人によっては麻薬並みの中毒性を持つ猛毒、じゃなくて独特の作風で評判のトンデモ……じゃなくて伝奇小説作家・荒山徹氏。その作品の中でも、いろんな意味でトップクラスにひどいよこれ(褒め言葉)と思われる『柳生雨月抄』が改題して文庫化。ああちなみに、荒山作品に多少慣れてるならともかく、あまり耐性がないor初体験にこの作品を手に取ることは個人的に全くオススメしませんのであしからず(←おい)
内容を要約すると、陰陽術・剣術ともに超一流の技を修めた最強ヒーロー・柳生友景があの手この手で日本侵略を狙う悪の朝鮮妖術師が率いる組織と闘う連作短編集(要約しすぎ) ……改めて文章にするとどうしようもなくアレな話だよなぁと、今更ながらしみじみ思った……。えーとちなみに、短編集『十兵衛両断』に収録されている「太閤呪殺陣」の続編ともいえる作品であり、先日同じく文庫化された『柳生薔薇剣』と若干のリンクがあり。読む順番的には、『両断』→『陰陽』→『薔薇』(→『百合』)。
ネタ部分があんまりにもあんまりすぎるのでうっかり忘れてしまいそうになるんですが、実は基本のストーリィラインは普通に面白い伝奇小説だったりします。主人公が最強すぎてあまりピンチに陥らないのでそういう方面ではやや物足りなさもありますが、最初から最後まで無茶苦茶やっていながら最後には史実にあわせて落としてくるあたりは普通に巧いと思うし。

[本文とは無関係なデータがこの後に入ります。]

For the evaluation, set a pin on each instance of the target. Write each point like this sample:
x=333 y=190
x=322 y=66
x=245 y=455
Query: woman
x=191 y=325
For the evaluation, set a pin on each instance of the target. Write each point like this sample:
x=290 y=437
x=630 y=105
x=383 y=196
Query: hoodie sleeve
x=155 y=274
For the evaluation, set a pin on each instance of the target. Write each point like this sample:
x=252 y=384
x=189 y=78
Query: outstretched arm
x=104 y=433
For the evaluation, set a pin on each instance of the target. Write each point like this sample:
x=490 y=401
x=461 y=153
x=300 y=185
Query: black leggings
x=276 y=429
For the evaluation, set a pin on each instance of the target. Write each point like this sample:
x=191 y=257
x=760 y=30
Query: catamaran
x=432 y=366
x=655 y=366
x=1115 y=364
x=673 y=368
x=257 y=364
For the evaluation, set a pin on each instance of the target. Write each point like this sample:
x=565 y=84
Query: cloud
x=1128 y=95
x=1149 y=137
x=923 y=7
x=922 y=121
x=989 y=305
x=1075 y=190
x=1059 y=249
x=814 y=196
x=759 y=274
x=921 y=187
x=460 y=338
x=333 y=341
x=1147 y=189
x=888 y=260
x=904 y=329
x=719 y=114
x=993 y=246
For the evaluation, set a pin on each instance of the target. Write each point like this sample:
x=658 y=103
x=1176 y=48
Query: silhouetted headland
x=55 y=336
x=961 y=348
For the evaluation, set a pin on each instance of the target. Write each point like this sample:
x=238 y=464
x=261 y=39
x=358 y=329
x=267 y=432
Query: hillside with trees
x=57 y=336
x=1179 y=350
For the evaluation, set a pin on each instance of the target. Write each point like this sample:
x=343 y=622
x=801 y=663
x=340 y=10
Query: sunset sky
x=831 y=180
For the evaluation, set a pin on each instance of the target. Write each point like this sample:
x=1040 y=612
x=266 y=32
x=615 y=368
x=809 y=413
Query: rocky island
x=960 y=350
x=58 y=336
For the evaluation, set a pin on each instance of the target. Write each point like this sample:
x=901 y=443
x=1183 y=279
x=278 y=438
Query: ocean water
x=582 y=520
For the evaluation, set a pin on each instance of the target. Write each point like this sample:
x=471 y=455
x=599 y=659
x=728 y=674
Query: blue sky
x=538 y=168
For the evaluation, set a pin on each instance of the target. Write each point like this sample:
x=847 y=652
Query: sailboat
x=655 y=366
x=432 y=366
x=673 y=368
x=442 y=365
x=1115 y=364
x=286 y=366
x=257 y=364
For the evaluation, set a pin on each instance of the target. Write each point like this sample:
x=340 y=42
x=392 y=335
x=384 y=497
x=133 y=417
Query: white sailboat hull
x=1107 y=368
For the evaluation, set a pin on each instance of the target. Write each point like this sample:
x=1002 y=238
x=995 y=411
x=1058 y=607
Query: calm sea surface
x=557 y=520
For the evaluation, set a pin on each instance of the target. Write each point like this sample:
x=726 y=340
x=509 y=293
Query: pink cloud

しかし、繰り返して言いますが、ネタ部分があんまりにもあんまりすぎる。そのおかげでいろいろと台無しになるのが荒山作品クオリティなのですが、この作品もその例にもれず。とりあえず妖術とか霊的とかいえば何でもおっけー状態なのはいつものことだからいいとして(いいのか)、某日本史上最凶級の大怨霊の改心を筆頭に、いくらなんでもモ○ラはないんじゃないかとかどこの特撮映画だよという巨大生物とかなにかヅ○に恨みでもあるのかそれとも逆に好きだからこそこうなるのかとか生首は酷過ぎるだろうとか、ツッコミどころが多すぎて多すぎて。読んでて笑いの発作に襲われること必至。
まぁそんなこんなで、ネタ部分のあまりのひどさに頭を抱えたり爆笑させられながら、奇をてらうだけにとどまらず、やりたい放題な展開の影でしっかり繰り広げられている人間ドラマ等は普通に面白くて、時にはあーそういうふうに繋げるのかーと感心したりうっかり感動してしまいそうになるという(うっかりかよ) なんというか、つくづく性質が悪いというか理不尽だよなーとしみじみ思わされる怪……もとい力作です。